Le rôle de l’armée en question après les violences

En restant à l’écart des combats meurtriers de la semaine écoulée au Liban, l’armée a évité les scissions qui avaient précipité sa dissolution durant la guerre civile, mais a pris le risque de se discréditer en n’assurant pas la protection des citoyens.
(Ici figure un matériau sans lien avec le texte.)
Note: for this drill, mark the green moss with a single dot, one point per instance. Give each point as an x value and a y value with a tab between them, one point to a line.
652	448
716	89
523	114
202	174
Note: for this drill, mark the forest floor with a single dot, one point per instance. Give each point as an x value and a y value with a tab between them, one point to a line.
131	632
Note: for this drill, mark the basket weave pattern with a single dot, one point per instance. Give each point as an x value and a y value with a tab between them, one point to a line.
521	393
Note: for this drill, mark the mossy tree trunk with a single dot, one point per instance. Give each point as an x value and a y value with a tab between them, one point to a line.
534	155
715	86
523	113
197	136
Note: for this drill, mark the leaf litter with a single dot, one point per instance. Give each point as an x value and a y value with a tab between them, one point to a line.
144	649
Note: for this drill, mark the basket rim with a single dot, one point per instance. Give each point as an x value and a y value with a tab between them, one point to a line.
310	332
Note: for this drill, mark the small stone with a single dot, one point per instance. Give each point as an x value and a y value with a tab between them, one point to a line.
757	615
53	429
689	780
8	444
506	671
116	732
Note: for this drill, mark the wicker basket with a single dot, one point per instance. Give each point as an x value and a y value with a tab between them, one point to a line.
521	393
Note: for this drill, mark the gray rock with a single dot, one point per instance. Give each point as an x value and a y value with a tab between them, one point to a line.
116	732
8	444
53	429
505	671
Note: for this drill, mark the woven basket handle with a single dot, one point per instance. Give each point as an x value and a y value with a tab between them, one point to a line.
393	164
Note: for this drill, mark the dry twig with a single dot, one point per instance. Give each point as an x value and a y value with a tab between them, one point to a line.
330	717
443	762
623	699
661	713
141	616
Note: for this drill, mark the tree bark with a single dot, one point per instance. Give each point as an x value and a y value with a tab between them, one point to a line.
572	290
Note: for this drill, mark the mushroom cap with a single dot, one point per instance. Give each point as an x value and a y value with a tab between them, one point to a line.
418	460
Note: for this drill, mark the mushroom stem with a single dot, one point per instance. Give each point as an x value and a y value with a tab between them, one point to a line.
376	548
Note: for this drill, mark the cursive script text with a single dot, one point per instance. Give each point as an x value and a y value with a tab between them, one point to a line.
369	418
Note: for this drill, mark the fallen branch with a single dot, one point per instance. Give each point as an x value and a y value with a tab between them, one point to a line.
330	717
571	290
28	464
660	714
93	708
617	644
«L’armée, c’est essentiellement la société libanaise en uniforme militaire», remarque Oussama Safa, directeur du centre libanais d’études politiques, en allusion à la mosaïque de communautés religieuses qui constitue le pays, et aux clivages avivés par les récentes violences. Dans les années 80, en pleine guerre civile, les scissions au sein de l’armée libanaise avaient précipité son éclatement, puis la désintégration de l’Etat. Depuis la fin de la guerre en 1990, cette armée s’est reconstituée pour devenir une institution souvent présentée comme le seul pilier stable de l’Etat. Mais paradoxalement, cette armée de 60.000 hommes, faiblement équipée, est restée en retrait du principal conflit de ces dernières années, les combats de l’été 2006 entre le Hezbollah chiite et les forces israéliennes.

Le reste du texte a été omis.